Early in the research, inflammation looked like the obvious starting point. Source after source placed it at the top of the causal chain: microglia activate, inflammatory cytokines rise, neurons die. The narrative was clean and widely cited.
But the clinical trial record told a different story. The ADAPT trial testing naproxen and celecoxib in Alzheimer's prevention was halted early. The treatment group trended worse. INTREPAD, testing naproxen in at-risk populations, found no benefit. Prednisone, rofecoxib, indomethacin, tarenflurbil, ibuprofen. Every major anti-inflammatory trial in Alzheimer's either failed outright or made outcomes worse.

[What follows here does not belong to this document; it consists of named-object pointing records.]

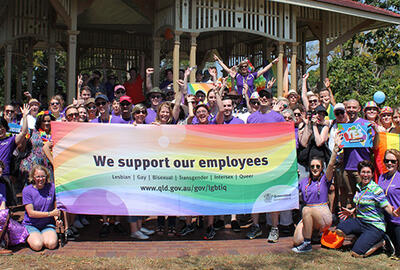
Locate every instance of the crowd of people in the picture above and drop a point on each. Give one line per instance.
(333, 182)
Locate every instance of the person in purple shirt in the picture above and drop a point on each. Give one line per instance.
(390, 183)
(41, 212)
(352, 156)
(243, 76)
(265, 115)
(314, 189)
(155, 97)
(125, 103)
(228, 109)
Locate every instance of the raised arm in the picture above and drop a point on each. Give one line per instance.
(21, 135)
(268, 67)
(149, 84)
(304, 90)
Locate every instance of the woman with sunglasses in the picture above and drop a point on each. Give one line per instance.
(367, 220)
(390, 183)
(243, 75)
(386, 120)
(37, 146)
(55, 107)
(314, 189)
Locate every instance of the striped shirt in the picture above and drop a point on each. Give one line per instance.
(370, 201)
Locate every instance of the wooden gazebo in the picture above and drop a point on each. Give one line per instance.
(115, 33)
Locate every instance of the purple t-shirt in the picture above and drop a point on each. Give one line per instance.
(392, 192)
(352, 156)
(3, 193)
(42, 200)
(271, 117)
(7, 147)
(310, 192)
(151, 116)
(250, 82)
(234, 120)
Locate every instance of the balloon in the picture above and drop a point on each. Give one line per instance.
(379, 97)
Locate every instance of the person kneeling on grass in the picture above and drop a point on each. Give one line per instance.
(41, 213)
(314, 190)
(367, 220)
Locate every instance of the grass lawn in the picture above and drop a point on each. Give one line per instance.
(321, 259)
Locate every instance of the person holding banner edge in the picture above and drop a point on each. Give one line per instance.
(314, 189)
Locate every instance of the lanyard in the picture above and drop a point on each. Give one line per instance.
(390, 183)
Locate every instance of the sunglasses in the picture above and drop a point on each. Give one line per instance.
(72, 115)
(102, 103)
(387, 161)
(339, 112)
(254, 103)
(119, 92)
(141, 112)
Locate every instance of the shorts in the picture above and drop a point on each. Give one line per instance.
(33, 229)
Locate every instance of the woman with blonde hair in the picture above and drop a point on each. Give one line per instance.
(41, 211)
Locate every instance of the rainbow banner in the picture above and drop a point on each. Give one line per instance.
(193, 88)
(115, 169)
(385, 141)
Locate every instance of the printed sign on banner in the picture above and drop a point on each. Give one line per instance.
(356, 135)
(113, 169)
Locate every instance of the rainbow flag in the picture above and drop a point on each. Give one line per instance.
(385, 141)
(193, 88)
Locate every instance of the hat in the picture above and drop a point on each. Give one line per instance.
(33, 100)
(255, 95)
(155, 90)
(387, 110)
(339, 106)
(371, 104)
(119, 86)
(102, 96)
(125, 98)
(266, 92)
(321, 108)
(292, 92)
(89, 100)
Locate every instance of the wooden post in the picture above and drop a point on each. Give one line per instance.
(72, 41)
(176, 59)
(293, 67)
(7, 69)
(156, 60)
(193, 48)
(279, 74)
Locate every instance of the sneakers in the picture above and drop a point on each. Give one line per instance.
(105, 230)
(273, 235)
(77, 224)
(71, 236)
(235, 226)
(305, 247)
(118, 228)
(210, 233)
(254, 232)
(186, 230)
(84, 221)
(219, 225)
(146, 231)
(139, 235)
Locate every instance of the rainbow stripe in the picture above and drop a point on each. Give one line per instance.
(84, 188)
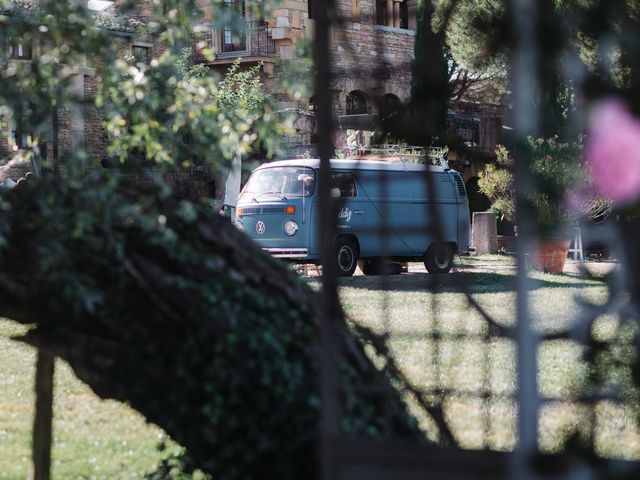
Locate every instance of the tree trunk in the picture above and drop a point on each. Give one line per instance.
(164, 305)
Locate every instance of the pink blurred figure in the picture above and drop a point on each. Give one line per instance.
(613, 151)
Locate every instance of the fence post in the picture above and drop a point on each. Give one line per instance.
(43, 418)
(524, 63)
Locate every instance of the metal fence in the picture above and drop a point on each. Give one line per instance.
(517, 405)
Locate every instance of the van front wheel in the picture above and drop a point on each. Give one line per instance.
(439, 258)
(346, 257)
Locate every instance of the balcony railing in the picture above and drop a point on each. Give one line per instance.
(254, 41)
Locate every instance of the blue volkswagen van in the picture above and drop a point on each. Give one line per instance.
(385, 212)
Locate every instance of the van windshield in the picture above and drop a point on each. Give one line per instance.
(280, 181)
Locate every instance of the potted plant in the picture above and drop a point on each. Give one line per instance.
(558, 180)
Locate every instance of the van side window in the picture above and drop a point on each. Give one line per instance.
(345, 182)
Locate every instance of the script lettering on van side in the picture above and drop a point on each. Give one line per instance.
(344, 214)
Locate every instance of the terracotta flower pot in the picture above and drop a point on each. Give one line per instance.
(550, 255)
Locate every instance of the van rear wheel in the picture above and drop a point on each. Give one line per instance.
(346, 257)
(439, 258)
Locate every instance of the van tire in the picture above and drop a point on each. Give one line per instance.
(439, 258)
(346, 257)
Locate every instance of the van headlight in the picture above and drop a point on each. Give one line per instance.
(290, 227)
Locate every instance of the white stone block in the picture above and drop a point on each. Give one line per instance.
(278, 33)
(282, 22)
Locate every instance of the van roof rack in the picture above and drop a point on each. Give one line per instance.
(400, 153)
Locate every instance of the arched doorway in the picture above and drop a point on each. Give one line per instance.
(357, 103)
(389, 106)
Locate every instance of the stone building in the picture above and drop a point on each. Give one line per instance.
(75, 125)
(371, 50)
(372, 47)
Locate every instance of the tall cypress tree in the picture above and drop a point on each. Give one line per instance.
(430, 89)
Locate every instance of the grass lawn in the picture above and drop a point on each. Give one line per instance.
(94, 439)
(439, 341)
(442, 345)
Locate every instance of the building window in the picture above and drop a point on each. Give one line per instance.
(141, 53)
(234, 39)
(21, 128)
(356, 103)
(392, 13)
(389, 106)
(19, 50)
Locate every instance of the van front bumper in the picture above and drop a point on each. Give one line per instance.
(293, 253)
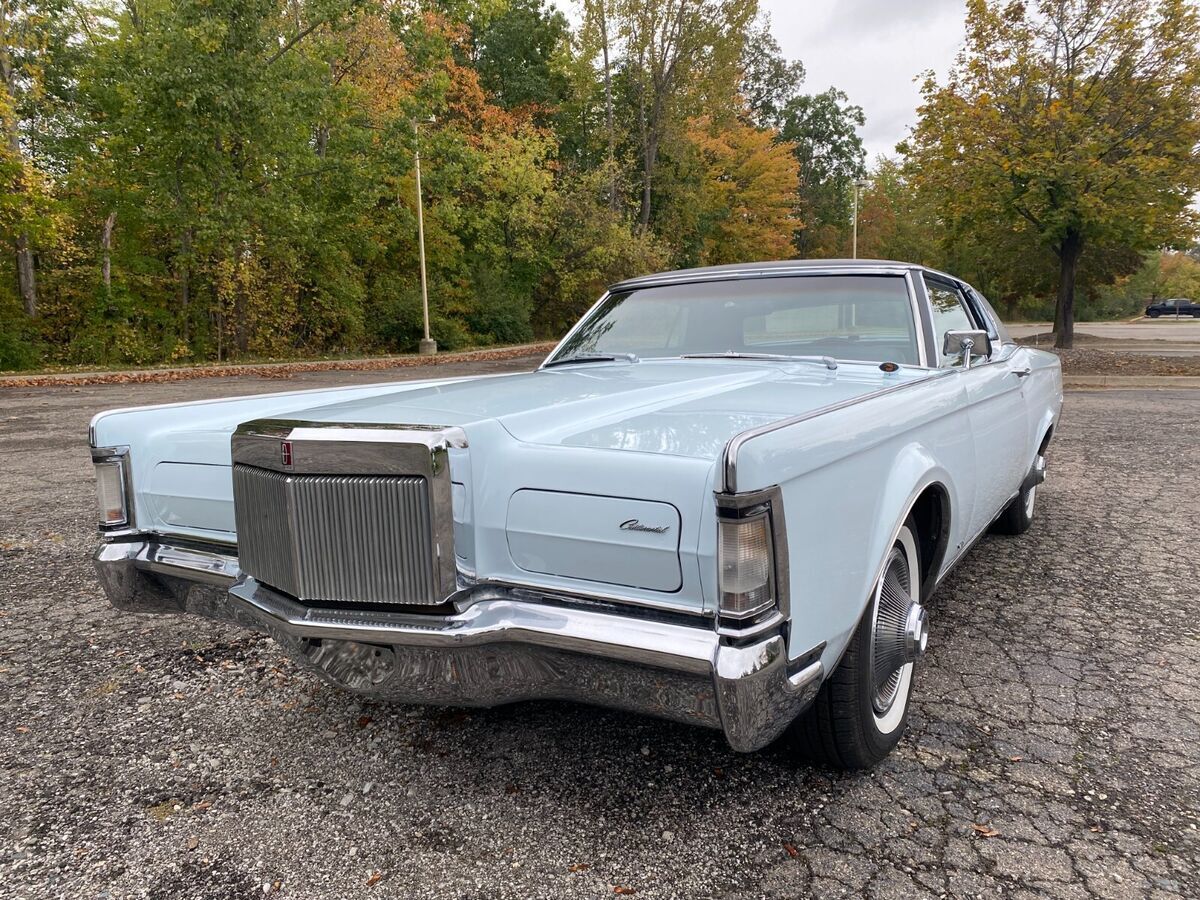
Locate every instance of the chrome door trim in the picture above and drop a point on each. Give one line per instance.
(729, 461)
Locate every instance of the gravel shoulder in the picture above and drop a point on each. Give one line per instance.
(1054, 748)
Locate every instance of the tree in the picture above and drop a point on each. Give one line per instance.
(516, 58)
(1075, 120)
(748, 193)
(823, 129)
(31, 36)
(681, 58)
(769, 82)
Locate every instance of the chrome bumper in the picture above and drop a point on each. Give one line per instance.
(504, 646)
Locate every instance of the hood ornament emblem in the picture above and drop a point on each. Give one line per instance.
(633, 525)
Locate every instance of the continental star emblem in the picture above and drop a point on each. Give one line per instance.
(633, 525)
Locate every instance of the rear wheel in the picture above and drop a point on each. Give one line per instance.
(863, 707)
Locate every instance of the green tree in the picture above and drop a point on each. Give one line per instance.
(1077, 120)
(517, 57)
(823, 129)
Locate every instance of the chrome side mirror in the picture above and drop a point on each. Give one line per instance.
(966, 345)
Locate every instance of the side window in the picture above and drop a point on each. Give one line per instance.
(949, 315)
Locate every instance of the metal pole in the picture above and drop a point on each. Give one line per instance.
(855, 252)
(429, 346)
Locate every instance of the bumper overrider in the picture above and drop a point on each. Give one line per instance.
(493, 645)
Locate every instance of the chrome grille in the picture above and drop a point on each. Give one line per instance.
(336, 538)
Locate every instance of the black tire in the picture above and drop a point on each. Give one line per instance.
(843, 727)
(1018, 515)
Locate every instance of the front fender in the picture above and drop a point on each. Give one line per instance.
(846, 575)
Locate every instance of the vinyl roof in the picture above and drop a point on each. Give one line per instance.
(751, 270)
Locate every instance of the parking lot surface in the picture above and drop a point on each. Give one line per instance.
(1054, 748)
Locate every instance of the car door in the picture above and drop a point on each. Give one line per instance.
(996, 406)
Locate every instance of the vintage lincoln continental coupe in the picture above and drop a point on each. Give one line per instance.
(720, 499)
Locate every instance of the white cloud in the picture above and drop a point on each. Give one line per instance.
(875, 51)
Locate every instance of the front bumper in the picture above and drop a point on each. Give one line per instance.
(504, 645)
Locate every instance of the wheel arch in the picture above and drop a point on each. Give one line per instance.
(916, 485)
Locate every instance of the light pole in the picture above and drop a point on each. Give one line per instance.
(427, 347)
(859, 183)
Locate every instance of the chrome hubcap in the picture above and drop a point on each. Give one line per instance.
(900, 633)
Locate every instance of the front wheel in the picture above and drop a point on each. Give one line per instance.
(863, 707)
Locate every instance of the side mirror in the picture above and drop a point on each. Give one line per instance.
(966, 345)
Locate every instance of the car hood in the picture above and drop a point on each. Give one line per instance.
(679, 407)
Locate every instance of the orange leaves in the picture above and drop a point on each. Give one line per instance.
(748, 191)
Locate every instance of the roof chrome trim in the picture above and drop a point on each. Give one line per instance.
(729, 462)
(774, 271)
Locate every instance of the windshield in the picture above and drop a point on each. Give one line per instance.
(849, 317)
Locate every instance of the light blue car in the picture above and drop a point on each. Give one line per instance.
(720, 499)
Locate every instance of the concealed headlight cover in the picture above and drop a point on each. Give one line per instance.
(744, 562)
(111, 492)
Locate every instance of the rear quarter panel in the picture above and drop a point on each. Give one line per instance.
(849, 479)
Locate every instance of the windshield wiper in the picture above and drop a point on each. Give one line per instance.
(827, 361)
(592, 358)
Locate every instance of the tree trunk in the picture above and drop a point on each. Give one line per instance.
(607, 108)
(27, 275)
(1065, 310)
(184, 282)
(106, 244)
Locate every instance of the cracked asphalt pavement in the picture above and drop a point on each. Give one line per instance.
(1054, 748)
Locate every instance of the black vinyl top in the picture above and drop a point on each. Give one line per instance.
(766, 269)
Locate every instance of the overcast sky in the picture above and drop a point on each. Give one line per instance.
(874, 51)
(871, 49)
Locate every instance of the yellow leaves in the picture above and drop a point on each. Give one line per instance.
(748, 191)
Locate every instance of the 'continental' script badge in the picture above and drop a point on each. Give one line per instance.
(633, 525)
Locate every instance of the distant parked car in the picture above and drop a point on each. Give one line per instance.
(1174, 307)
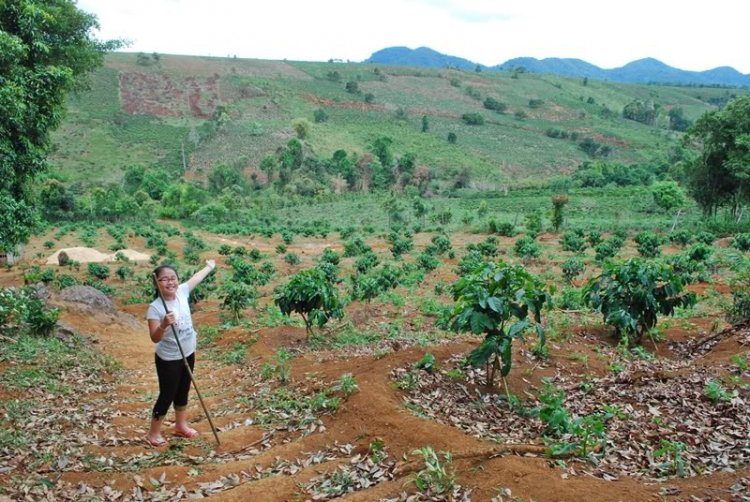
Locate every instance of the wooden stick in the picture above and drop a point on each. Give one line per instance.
(187, 366)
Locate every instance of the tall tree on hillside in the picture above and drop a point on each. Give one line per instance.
(46, 50)
(720, 175)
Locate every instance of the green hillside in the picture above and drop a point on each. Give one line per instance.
(150, 113)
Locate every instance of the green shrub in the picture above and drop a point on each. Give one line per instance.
(473, 118)
(573, 242)
(310, 294)
(649, 244)
(487, 299)
(527, 248)
(632, 295)
(573, 268)
(681, 238)
(741, 242)
(706, 238)
(98, 270)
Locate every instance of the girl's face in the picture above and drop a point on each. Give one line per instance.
(168, 282)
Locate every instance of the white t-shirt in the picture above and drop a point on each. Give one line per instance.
(167, 348)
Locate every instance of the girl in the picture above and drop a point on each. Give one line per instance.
(174, 381)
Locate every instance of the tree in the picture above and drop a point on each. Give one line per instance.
(678, 121)
(352, 87)
(633, 294)
(720, 175)
(46, 50)
(381, 148)
(487, 300)
(558, 210)
(668, 195)
(320, 116)
(301, 128)
(311, 295)
(473, 118)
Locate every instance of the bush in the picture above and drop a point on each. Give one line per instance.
(292, 259)
(573, 268)
(366, 262)
(311, 295)
(741, 242)
(22, 312)
(236, 297)
(594, 238)
(503, 228)
(632, 295)
(573, 242)
(442, 244)
(427, 262)
(527, 248)
(98, 270)
(706, 238)
(681, 238)
(356, 247)
(487, 300)
(649, 244)
(473, 118)
(605, 251)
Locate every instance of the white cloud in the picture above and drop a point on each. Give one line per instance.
(693, 35)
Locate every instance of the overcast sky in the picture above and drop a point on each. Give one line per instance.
(688, 34)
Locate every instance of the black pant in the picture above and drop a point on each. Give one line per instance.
(174, 384)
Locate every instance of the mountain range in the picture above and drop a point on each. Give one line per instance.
(647, 70)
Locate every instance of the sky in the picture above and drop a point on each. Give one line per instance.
(688, 34)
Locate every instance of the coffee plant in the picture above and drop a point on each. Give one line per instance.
(502, 302)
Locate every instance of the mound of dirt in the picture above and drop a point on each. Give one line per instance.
(89, 255)
(87, 296)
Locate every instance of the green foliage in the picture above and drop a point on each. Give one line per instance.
(292, 259)
(505, 229)
(487, 300)
(237, 297)
(641, 111)
(558, 210)
(98, 270)
(22, 312)
(552, 413)
(741, 242)
(573, 242)
(668, 195)
(572, 268)
(649, 244)
(473, 118)
(706, 238)
(437, 478)
(427, 363)
(716, 392)
(320, 116)
(717, 177)
(681, 237)
(527, 248)
(47, 51)
(676, 462)
(632, 295)
(311, 295)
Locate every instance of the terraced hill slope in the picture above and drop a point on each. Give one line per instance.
(197, 111)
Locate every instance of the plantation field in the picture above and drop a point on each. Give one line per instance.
(367, 407)
(152, 113)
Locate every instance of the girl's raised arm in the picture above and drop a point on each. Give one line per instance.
(201, 274)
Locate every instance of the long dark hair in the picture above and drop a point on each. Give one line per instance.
(157, 272)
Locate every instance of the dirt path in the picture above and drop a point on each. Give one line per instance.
(375, 411)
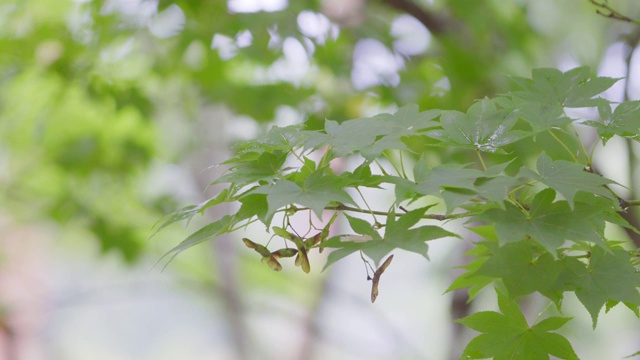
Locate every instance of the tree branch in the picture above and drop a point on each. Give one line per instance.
(437, 23)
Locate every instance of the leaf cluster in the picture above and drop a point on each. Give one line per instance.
(540, 215)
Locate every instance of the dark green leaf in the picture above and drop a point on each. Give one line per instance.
(607, 276)
(316, 193)
(507, 335)
(567, 178)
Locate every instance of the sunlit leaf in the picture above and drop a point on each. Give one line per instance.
(376, 278)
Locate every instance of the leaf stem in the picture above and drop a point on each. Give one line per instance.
(439, 217)
(367, 204)
(386, 155)
(402, 165)
(584, 149)
(564, 146)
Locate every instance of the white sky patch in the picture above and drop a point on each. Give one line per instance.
(294, 66)
(374, 64)
(225, 45)
(634, 73)
(168, 23)
(244, 39)
(253, 6)
(274, 37)
(228, 47)
(317, 26)
(139, 12)
(613, 65)
(412, 38)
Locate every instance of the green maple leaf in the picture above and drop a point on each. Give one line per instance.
(276, 139)
(317, 191)
(361, 176)
(372, 136)
(251, 167)
(541, 116)
(625, 121)
(607, 276)
(399, 234)
(507, 336)
(188, 212)
(483, 127)
(574, 88)
(207, 232)
(567, 178)
(522, 272)
(549, 223)
(495, 189)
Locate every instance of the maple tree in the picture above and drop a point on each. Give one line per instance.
(540, 214)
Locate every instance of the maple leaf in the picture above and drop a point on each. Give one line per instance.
(546, 221)
(372, 136)
(625, 121)
(522, 272)
(541, 116)
(508, 336)
(567, 178)
(317, 192)
(483, 127)
(399, 234)
(574, 88)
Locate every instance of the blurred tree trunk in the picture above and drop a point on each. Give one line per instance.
(24, 294)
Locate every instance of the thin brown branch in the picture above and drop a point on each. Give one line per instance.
(606, 10)
(437, 23)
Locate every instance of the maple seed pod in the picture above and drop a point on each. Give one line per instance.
(376, 278)
(314, 240)
(288, 252)
(302, 260)
(272, 263)
(260, 249)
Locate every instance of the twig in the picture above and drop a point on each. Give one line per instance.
(439, 23)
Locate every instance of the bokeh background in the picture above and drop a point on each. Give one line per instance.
(114, 113)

That pattern forced a harder question: what if the causal arrow points the other way? The ferroptosis literature provided the mechanism. When cells die by ferroptosis, they release damage-associated molecular patterns (DAMPs) such as HMGB1, ATP, and oxidized lipids, which activate the NLRP3 inflammasome and recruit inflammatory responses. Ferroptosis is more immunogenic than apoptosis. The inflammation researchers were documenting was real, but it was substantially a consequence of upstream cell death, not its cause.
This doesn't mean inflammation plays no role. The consensus recognizes a bidirectional cycle where inflammation and cell damage amplify each other. But the trial failures suggest that targeting inflammation alone can't break the cycle. The upstream driver, iron-dependent lipid peroxidation, has to be addressed first.